Abstract:
The article is devoted to the analysis of the use of machine learning algorithms to detect attacks using a custom web environment or the functionality of user applications. Learning with a teacher and clustering algorithms are considered. The dataset uses a sample of online shopping transactions collected by an e-commerce retailer. The dataset contains 39,221 transactions. To detect attacks in the web environment, the most optimal implementations of machine learning algorithms were selected after their review and comparative analysis. The most effective algorithm for detecting fraudulent transactions has been determined. We use the accuracy and running time of the algorithm as criteria.

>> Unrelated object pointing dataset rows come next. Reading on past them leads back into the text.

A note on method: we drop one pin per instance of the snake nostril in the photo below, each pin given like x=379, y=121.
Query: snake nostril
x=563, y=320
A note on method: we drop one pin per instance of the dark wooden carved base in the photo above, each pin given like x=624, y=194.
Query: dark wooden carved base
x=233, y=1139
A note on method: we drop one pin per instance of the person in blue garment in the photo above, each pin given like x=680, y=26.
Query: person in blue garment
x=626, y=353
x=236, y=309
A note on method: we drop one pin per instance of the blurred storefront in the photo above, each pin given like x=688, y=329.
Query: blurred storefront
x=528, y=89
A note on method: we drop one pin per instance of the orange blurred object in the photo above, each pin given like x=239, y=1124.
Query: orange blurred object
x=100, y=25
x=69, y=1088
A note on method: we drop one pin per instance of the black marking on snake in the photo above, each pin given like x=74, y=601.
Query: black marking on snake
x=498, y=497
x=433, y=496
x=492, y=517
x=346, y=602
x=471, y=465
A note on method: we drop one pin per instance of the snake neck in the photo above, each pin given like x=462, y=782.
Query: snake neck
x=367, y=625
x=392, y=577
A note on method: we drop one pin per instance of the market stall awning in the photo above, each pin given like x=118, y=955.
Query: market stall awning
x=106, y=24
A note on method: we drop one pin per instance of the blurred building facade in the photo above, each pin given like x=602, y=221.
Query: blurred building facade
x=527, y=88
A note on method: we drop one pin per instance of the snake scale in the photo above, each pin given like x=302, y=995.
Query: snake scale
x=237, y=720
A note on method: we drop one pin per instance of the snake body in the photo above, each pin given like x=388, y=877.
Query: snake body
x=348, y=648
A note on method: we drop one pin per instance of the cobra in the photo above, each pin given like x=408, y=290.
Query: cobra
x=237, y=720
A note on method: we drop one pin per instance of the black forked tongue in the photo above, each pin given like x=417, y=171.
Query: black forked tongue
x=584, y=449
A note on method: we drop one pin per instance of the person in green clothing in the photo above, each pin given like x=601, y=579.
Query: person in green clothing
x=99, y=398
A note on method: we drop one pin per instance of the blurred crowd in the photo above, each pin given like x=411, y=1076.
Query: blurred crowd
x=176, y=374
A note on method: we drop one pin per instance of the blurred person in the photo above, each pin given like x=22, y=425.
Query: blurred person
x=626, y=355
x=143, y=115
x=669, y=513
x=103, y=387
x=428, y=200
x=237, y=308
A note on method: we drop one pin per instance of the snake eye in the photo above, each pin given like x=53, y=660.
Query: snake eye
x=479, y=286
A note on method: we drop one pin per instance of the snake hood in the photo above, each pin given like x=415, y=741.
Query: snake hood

The accuracy of detecting fraudulent transactions for Random Forest, GB (Scikit-learn), GB (CatBoost) algorithms is 100%, and the KD-trees algorithm is 99,9%. The gradient boosting algorithm in the CatBoos implementation is 4,2 times faster than Random Forest, 2,4 times faster than GB Scikit-learn, 1,2 times faster than GB without using the cat_features parameter, 41,9 times faster than k-dimensional trees, 66,8 times faster than DBSCAN. The data obtained for each method is presented in the form of tables. Within the framework of this work, the parameters for evaluating the effectiveness of the algorithms under study are learning time indicators, as well as characteristics from the Confusion matrix and Classification Report for classification algorithms, and fowlkes_mallows_score, rand_score, adjusted_rand_score, Homogeneity, Completeness, V-measure for clustering algorithms.
Keywords:machine learning, web environment, consumer websites, cybersecurity, classification algorithms with a teacher, clustering.